The Art Walk (Paseo del Prado)
Any visit to Madrid should include a stroll along Paseo del Prado, lined with some world-class museums (whose architecture as well as art are worth admiring), and some wandering in the adjoining Barrio de las Letras, the old literary neighborhood that is now a happening area full of restaurants. You can tour the area in about two hours, longer if you visit the Prado, lounge in any of the Barrio de las Letras's charming tapas bars, or take a stroll in Retiro Park.
The Paseo del Arte (Art Walk) pass allows you to visit the Prado, the Reina Sofía, and the Thyssen-Bornemisza for €21.60. You can buy it at any of the three museums, and you don't have to visit all of them on the same day.
The Paseo del Prado stretches from the Plaza de la Cibeles to Plaza del Emperador Carlos V (also known as Plaza Atocha) and is home to Madrid's three main art museums—the Prado, the Reina Sofía, and the Thyssen-Bornemisza—as well as the CaixaForum, an art institution with fabulous temporary exhibitions. In earlier times the Paseo marked the eastern boundary of the city, and in the 17th century it was given a cleaner neoclassical look. A century later, King Carlos III designed a leafy nature walk with glorious fountains and a botanical garden to provide respite to madrileños during the scorching summers.
The stretch of the Paseo del Prado from Plaza Cánovas del Castillo north to Cibeles houses some notable buildings, but it's the southern end of the Paseo that shouldn't be missed. Start your walk on Plaza Cánovas del Castillo, with its Fuente de Neptuno (Fountain of Neptune); on the northwestern corner is the Museo Thyssen-Bornemisza. To your left, across from the plaza, is the elegant Ritz hotel, alongside the obelisk dedicated to all those who have died for Spain, and across from it on the right is the Museo del Prado, the best example of neoclassical architecture in the city and one of the world's best-known museums. It was enlarged in 2007 with the addition of what's widely known as "Moneo's cube," architect Rafael Moneo's steel and glass building that now encloses the cloister of the old Monasterio de los Jerónimos. The monastery, of which now only the church stands, is easily dwarfed by the museum, but this is by far the oldest building in this part of the city, dating to 1503, and was at one time the core of the old Parque del Buen Retiro (the park stretched as far as the Paseo del Prado until the 19th century, when Queen Isabel II sold a third of its terrains to the state) and the reason for the park's name: the monastery is where the Hapsburg kings would temporarily "retire" from their mundane yet overwhelming state affairs. The park, always bustling, especially on the weekends, is a great place to finish off a day or to unwind after some intense sightseeing.
To the right of the Prado, across from the Murillo Gate, is the Jardín Botánico, also a wonderful place to relax with a book or to sketch under the shelter of a leafy exotic tree. Across the street is the sloping plaza that leads to the CaixaForum, an impressive arts exhibition center.

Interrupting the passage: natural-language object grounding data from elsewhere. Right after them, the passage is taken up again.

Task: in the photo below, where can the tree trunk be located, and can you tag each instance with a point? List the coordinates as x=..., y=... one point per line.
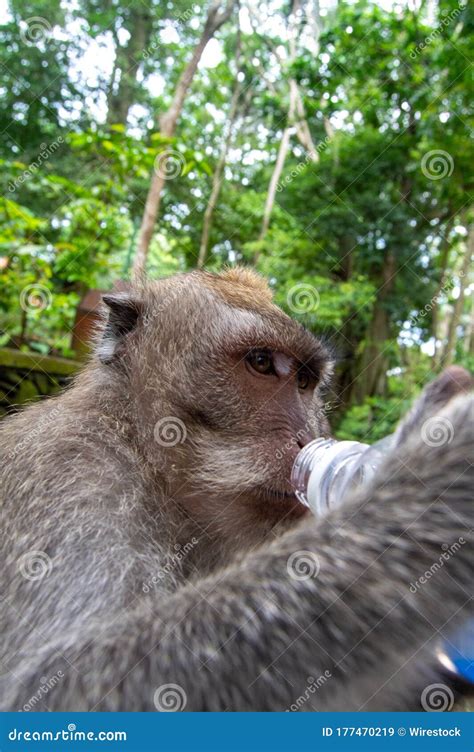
x=278, y=169
x=127, y=62
x=450, y=347
x=219, y=171
x=168, y=120
x=443, y=264
x=370, y=378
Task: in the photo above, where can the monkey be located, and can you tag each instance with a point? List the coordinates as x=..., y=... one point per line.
x=154, y=551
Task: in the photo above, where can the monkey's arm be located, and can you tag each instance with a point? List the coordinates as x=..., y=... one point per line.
x=249, y=638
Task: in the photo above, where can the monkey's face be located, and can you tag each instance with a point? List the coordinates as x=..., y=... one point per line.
x=230, y=391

The Paseo del Prado ends on the Glorieta del Emperador Carlos V, a traffic circle where you'll find the Estación de Atocha, a train station resembling the overturned hull of a ship, and, to the west of the Plaza, across from Calle Atocha, in the building with the exterior glass elevators, the Centro de Arte Reina Sofía, Madrid's modern art museum and the current home of Picasso's Guernica.

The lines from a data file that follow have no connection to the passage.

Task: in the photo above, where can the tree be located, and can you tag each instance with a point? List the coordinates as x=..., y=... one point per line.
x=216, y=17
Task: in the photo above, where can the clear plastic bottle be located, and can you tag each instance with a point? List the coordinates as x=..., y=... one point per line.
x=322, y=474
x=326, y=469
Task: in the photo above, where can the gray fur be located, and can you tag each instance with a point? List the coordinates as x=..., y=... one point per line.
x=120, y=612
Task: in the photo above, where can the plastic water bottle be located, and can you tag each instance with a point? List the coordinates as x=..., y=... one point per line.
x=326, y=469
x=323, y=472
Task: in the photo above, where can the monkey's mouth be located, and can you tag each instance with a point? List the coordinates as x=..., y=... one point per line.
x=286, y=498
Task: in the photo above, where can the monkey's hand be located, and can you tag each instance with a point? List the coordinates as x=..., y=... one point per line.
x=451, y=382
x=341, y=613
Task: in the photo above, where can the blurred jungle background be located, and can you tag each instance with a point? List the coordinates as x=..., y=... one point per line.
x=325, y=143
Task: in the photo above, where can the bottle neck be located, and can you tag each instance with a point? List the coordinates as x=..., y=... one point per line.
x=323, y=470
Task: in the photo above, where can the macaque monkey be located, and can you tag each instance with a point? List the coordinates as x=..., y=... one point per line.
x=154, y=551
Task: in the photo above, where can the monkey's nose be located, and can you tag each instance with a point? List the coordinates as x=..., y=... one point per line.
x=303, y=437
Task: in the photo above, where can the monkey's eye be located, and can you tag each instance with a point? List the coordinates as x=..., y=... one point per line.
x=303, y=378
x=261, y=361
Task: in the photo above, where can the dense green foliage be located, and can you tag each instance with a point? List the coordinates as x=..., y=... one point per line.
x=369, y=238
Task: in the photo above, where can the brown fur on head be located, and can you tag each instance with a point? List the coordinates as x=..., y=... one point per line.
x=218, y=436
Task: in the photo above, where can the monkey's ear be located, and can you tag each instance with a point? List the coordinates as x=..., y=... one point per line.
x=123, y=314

West of the Paseo del Prado is the lively Barrio de las Letras neighborhood, full of charming and historic streets and popular bars for a snack or a sit-down meal after museum sightseeing—from the Paseo del Prado, just take Calle Huertas, Calle Lope de Vega, or any of the other cross streets from Calle Alameda or Calle San Pedro. Along Calle Lope de Vega are the excellent tapas bars La Dolores and El Cervantes. Near here, at the corner of Calle León and Calle Cervantes is the Casa de Cervantes, where, as the plaque on the wall attests, the author of Don Quijote died on April 23, 1616 (he was buried in the convent and church of the Trinitarias Descalzas, also on Calle Lope de Vega, but his remains were misplaced in the 17th century). Down the street, at No. 11, is the Casa de Lope de Vega, where the "Spanish Shakespeare," Fray Lope Félix de la Vega Carpio, lived and worked. Walk Calle León until it merges with Calle Prado, then make a left and end your tour of this neighborhood at Plaza de Santa Ana, the Barrio de las Letras's lively main square, also crowded with bars, including the Cervecería Alemana, one of Ernest Hemingway's favorite hangouts while he was in Madrid (it's a fine place to sip a beer).
If you feel the need to wear out your walking shoes a little more, take Calle Príncipe and then Calle Sevilla to Calle Alcalá, make a right, and head down until you reach Plaza de la Cibeles, then walk up to the Puerta de Alcalá and enter the Parque del Buen Retiro through the entrance on that square.